The metric system of measurement is not directly related to human scale. Its basic unit is the meter, originally defined as one ten-millionth of the distance from the North Pole to the equator. Its unit of volume is the liter, a cube one-tenth meter on a side. Its unit of mass, the kilogram, is the mass of a liter of water. The second is retained as a measure of time, and the Celsius scale, which divides the range between the freezing and boiling points of water into 100 degrees, is the measure of temperature. All other units are derived from this basic group. Because of its logic and simplicity, the metric system has been adopted by almost every country of the world outside the United States. Even in the United States, although most private projects are designed and built in conventional English units, since 1993 all federal government buildings have been built according to metric units of measurement. American-built auto mobiles have been metric for decades.

A refinement and rationalization of the metric system, the Système international d’unitès (abbreviated SI), is widely used and is used on this web site as an alternative system of units to the English.
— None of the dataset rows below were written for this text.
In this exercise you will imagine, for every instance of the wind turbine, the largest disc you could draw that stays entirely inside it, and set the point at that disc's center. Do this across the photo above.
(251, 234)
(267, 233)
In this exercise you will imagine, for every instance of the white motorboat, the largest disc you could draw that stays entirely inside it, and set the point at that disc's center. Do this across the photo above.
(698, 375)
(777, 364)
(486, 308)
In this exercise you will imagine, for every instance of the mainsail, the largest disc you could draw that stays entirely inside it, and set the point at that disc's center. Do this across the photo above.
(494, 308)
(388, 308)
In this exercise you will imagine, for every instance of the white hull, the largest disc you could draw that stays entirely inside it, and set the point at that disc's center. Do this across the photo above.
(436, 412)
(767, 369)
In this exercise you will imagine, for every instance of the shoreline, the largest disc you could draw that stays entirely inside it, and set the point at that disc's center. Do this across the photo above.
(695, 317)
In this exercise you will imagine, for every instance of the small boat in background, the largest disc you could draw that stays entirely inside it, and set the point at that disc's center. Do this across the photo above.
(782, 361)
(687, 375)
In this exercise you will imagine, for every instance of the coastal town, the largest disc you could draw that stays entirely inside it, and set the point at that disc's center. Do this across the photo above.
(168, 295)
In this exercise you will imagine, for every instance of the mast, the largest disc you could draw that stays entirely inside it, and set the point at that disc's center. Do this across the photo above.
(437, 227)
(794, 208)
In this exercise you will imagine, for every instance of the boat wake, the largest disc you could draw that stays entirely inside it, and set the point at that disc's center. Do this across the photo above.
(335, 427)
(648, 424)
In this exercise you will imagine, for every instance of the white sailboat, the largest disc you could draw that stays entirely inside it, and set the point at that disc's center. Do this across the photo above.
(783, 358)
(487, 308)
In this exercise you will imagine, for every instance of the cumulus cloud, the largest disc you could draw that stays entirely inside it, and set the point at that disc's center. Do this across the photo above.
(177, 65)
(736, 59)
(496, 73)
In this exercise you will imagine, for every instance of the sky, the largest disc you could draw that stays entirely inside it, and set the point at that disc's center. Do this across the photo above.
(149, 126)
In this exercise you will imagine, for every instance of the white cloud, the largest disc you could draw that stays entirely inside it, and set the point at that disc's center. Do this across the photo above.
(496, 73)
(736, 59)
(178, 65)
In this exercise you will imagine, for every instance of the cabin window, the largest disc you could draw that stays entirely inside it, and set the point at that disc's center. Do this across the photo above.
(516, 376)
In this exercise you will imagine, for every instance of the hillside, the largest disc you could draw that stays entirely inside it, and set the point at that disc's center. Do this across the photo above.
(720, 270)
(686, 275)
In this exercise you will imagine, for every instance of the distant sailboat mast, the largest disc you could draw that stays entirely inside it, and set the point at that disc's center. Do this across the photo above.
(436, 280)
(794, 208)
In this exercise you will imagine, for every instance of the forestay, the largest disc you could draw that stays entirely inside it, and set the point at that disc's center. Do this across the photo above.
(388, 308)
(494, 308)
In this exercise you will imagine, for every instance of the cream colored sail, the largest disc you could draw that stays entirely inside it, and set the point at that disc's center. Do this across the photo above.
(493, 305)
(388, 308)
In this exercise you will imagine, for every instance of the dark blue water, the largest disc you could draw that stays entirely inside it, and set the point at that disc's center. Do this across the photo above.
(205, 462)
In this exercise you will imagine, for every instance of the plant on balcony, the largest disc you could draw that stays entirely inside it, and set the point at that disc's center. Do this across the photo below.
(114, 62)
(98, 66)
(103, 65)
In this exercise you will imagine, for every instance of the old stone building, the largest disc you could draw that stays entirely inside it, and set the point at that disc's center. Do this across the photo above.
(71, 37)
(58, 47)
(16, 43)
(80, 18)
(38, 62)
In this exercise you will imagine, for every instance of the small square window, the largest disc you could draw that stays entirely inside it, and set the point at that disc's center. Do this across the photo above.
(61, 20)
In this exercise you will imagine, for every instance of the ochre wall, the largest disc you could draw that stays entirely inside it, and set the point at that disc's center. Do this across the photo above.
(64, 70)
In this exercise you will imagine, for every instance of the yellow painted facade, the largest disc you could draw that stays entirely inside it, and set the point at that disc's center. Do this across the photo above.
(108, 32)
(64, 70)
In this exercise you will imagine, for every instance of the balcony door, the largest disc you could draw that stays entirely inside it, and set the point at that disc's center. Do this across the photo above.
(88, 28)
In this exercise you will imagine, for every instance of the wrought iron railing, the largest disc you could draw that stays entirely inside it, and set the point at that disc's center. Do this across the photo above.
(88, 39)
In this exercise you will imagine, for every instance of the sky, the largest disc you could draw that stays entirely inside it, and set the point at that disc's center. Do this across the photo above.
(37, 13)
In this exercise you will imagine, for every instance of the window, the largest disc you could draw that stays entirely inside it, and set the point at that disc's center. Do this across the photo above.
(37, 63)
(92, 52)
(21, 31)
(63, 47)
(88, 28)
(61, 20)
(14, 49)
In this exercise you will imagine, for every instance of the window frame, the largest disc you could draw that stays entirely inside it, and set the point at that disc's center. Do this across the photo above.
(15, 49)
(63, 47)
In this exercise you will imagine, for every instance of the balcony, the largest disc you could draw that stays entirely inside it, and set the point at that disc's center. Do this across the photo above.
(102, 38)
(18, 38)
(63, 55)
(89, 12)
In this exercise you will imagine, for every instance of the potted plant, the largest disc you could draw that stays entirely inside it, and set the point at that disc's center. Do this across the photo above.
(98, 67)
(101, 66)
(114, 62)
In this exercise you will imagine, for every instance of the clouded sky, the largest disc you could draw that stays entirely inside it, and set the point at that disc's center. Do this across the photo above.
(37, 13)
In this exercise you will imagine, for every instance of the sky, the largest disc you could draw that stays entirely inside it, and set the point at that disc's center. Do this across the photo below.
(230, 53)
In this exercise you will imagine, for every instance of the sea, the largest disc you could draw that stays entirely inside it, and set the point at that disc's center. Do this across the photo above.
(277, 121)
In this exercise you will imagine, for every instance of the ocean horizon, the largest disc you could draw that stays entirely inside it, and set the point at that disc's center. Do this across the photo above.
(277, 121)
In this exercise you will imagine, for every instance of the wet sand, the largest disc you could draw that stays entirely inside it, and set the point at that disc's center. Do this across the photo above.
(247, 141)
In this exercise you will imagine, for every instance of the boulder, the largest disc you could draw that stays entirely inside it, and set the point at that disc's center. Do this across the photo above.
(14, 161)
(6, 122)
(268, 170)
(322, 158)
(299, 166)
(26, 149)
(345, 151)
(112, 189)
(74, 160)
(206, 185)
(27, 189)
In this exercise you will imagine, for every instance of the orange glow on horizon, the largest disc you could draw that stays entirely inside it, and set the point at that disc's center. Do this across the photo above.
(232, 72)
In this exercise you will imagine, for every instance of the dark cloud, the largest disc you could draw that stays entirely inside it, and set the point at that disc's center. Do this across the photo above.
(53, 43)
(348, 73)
The characteristic of SI that is most relevant to architecture is that the centimeter is not used, only the meter and millimeter. This avoids any confusion on technical drawings with how big something is intended to be—a measurement of 9,000 is either kilometers or 9 meters, and one can usually tell from the context of the project which it's .

Careful designers work always from a mental catalog of sizes and proportions of things. Sketches and models from the very earliest stages of building design include representations of people, furnishings, and groupings of furnishings. Room proportions and window and door locations are constantly juggled during the design process to facilitate a variety of appropriate furniture placements in a finished building. Patterns of human circulation are progressively refined into paths that are short, smooth, logical, and pleasant. These paths should pass to one side or the other of the different nodes of human activity within the building instead of cutting through the middle. Through such a design process and the analytical activities that are embedded in it, buildings are fitted to people, and people become the true measure of our buildings.